De Hoge Raad overweegt dat, gelet op de vaststellingen van het hof, in de bestreden uitspraak als het oordeel van het hof besloten ligt dat naar zijn – niet onbegrijpelijke – inzicht sprake was van een dynamische en potentieel risicovolle situatie waarin, gelet op het eerder, ook na het lossen van een waarschuwingsschot, negeren van bevelen door de verdachte en de onzekerheid over het dragen van een (zwaar) vuurwapen door de verdachte, het door DSI06 toegepaste geweld noodzakelijk was om de aanhouding van de verdachte te voltooien. Het hof heeft voorts geoordeeld dat onder die omstandigheden het toegepaste geweld niet disproportioneel was. Het hof heeft daarbij mede in aanmerking genomen dat de inzet van de politiehond als een minder verstrekkend geweldsmiddel moet worden beschouwd dan het mogelijke daadwerkelijke gebruik van het dienstwapen tegen de verdachte. De Hoge Raad oordeelt dat ook in het licht van de rechtspraak van het EHRM over artikel 3 EVRM, waaronder de in ECLI:NL:PHR:2019:492 genoemde zaak Bouyid/België (ECLI:CE:ECHR:2015:0928JUD002338009), het op de weergegeven overwegingen gebaseerde oordeel van het hof dat geen sprake is van een vormverzuim, niet van een onjuiste rechtsopvatting getuigt en het toereikend gemotiveerd is. Daaraan doet de enkele overweging van het hof dat het door DSI06 in de vorm van vuistslagen toegepaste geweld ‘niet als evident noodzakelijk kan worden aangemerkt’, niet af. Het hof heeft in het samenstel van zijn overwegingen immers kennelijk tot uitdrukking gebracht dat weliswaar achteraf bezien de aanhouding misschien ook zonder die vuistslagen had kunnen worden voltooid, maar dat desalniettemin het geheel van geweldshandelingen die zijn verricht, gelet op de omstandigheden waaronder de aanhouding diende plaats te vinden en de gedragingen van de verdachte, in overeenstemming is met de vereiste proportionaliteit en subsidiariteit.

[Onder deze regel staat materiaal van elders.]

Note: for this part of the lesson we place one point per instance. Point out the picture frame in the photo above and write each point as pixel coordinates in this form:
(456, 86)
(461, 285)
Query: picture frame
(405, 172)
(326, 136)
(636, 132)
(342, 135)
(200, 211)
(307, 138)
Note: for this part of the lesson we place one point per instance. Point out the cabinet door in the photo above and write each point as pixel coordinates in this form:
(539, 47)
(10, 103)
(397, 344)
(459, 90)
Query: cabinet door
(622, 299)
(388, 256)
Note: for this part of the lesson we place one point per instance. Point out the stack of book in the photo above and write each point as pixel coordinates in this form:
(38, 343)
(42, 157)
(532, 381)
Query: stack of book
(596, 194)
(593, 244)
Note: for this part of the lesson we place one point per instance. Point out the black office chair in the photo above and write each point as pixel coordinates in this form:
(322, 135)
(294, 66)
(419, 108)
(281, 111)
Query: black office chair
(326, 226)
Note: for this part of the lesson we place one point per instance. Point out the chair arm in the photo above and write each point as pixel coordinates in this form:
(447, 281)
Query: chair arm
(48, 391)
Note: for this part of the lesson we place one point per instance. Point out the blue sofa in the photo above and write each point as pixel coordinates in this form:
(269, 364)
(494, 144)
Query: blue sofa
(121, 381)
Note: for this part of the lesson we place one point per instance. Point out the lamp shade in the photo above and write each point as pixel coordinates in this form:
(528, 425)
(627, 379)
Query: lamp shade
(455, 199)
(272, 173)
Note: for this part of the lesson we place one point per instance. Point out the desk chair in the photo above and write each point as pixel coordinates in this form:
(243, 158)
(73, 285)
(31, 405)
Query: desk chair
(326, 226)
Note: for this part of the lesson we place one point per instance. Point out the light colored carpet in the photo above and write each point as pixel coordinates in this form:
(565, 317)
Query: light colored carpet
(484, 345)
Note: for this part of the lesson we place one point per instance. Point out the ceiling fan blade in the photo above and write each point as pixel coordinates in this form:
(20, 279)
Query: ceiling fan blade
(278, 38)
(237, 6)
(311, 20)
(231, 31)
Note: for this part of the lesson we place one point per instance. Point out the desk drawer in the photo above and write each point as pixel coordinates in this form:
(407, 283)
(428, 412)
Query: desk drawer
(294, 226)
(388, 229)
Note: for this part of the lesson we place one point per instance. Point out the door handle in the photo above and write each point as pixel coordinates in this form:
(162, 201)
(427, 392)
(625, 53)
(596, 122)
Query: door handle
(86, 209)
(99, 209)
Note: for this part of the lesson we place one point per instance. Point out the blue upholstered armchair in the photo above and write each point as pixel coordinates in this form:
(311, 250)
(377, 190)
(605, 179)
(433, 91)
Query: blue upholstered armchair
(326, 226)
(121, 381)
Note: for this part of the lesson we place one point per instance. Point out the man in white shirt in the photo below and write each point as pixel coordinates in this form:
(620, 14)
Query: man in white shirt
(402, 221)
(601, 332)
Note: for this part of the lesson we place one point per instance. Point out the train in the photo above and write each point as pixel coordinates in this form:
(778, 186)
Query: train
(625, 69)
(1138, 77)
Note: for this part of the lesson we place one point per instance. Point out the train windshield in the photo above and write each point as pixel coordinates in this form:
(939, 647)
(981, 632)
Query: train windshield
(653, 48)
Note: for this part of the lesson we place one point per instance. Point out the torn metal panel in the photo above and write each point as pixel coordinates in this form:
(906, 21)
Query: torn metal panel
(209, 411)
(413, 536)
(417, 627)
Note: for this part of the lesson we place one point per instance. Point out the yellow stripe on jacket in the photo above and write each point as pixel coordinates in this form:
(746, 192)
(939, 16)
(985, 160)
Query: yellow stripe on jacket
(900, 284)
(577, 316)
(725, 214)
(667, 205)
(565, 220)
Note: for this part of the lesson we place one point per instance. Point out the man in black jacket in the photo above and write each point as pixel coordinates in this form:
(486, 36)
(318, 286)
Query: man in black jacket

De Hoge Raad overweegt dat vorenstaande onverlet laat dat het de rechter vrijstaat om, ook indien geen sprake is van enig vormverzuim, bij de straftoemeting acht te slaan op de gevolgen voor een verdachte van geweldgebruik door de politie, bijvoorbeeld ingeval het rechtmatige gebruik van geweld niet onaanzienlijk letsel voor de verdachte tot gevolg heeft gehad.